This is the story of the last journey of a once glamorous space freighter, but it's rather unlike any sci-fi I've read.
While quite different in tone, I think that the Wreck shares a theme with Venture Brothers. They're both meditations on failure. The River of Stars has a rather eclectic crew that run the gamut when it comes to strengths and weaknesses. Even with, or perhaps because of, all of their faults, you'll probably find parts of yourself in a few characters and that might just scare you. This isn't to say that the book is ridiculously grim; there's a fair number of happy moments and no small number of elaborate puns. I'm not sure I would have enjoyed the book as much as I did were I still a teen, although it would have been useful. But at 30 seeing real people struggle with interesting challenges at a human scale feels just about right.
One stylistic note, the book has a more active narrator than I'm used to in modern fiction. Rather than going with viewpoint characters, the perspective may shift during a scene and the reader is often provided with information that none of the participants in a conversation know.
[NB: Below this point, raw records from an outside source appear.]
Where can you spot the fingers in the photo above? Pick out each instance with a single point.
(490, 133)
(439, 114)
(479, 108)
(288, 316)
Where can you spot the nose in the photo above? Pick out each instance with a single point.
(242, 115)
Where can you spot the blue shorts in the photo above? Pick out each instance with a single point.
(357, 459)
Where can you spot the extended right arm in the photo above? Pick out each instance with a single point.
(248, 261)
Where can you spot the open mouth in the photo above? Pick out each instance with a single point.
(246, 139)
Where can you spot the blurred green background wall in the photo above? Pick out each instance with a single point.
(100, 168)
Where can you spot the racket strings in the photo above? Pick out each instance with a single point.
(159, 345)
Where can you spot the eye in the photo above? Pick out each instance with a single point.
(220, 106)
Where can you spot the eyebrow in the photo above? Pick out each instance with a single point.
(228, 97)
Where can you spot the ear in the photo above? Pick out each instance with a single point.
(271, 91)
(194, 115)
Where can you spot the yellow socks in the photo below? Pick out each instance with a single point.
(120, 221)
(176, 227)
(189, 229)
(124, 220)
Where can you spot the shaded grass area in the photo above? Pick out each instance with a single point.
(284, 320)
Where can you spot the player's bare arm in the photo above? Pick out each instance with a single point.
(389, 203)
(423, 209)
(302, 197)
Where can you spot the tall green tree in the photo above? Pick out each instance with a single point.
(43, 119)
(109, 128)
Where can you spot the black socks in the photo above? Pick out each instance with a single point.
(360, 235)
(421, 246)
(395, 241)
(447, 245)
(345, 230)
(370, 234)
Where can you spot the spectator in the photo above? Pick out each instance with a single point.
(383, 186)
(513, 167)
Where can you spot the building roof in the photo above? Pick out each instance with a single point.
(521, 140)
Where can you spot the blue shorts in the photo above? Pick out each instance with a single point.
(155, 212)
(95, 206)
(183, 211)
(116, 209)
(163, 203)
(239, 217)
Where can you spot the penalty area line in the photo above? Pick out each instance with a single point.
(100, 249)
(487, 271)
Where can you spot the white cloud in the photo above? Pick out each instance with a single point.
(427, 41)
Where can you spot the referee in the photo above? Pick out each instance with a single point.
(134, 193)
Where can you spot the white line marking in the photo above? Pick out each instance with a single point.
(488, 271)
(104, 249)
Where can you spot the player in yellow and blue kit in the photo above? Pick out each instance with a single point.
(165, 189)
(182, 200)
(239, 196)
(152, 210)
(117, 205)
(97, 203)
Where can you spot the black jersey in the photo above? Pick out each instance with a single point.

I think that's a risky approach but on the whole it pays off here. The authorial voice gives enough of a psychological profile of the passenger and crew to give us fairly deep insight into the characters. Some of this probably constitutes telling rather than showing, but characters' actions are consistent with how they're described which isn't always a sure thing.
On the whole, The Wreck gave me what I want from literary novels: developed characters facing interesting problems. Genre fiction often has an easier time with the interesting problem side of things, but The Wreck manages to accomplish this while staying completely grounded. The diverse backgrounds of the passenger and crew may not exist in our world, but the problem in group dynamics that arises is entirely recognizable. I'd recommend reading it and sticking with it at least through the emergence of the main humans versus the environment storyline.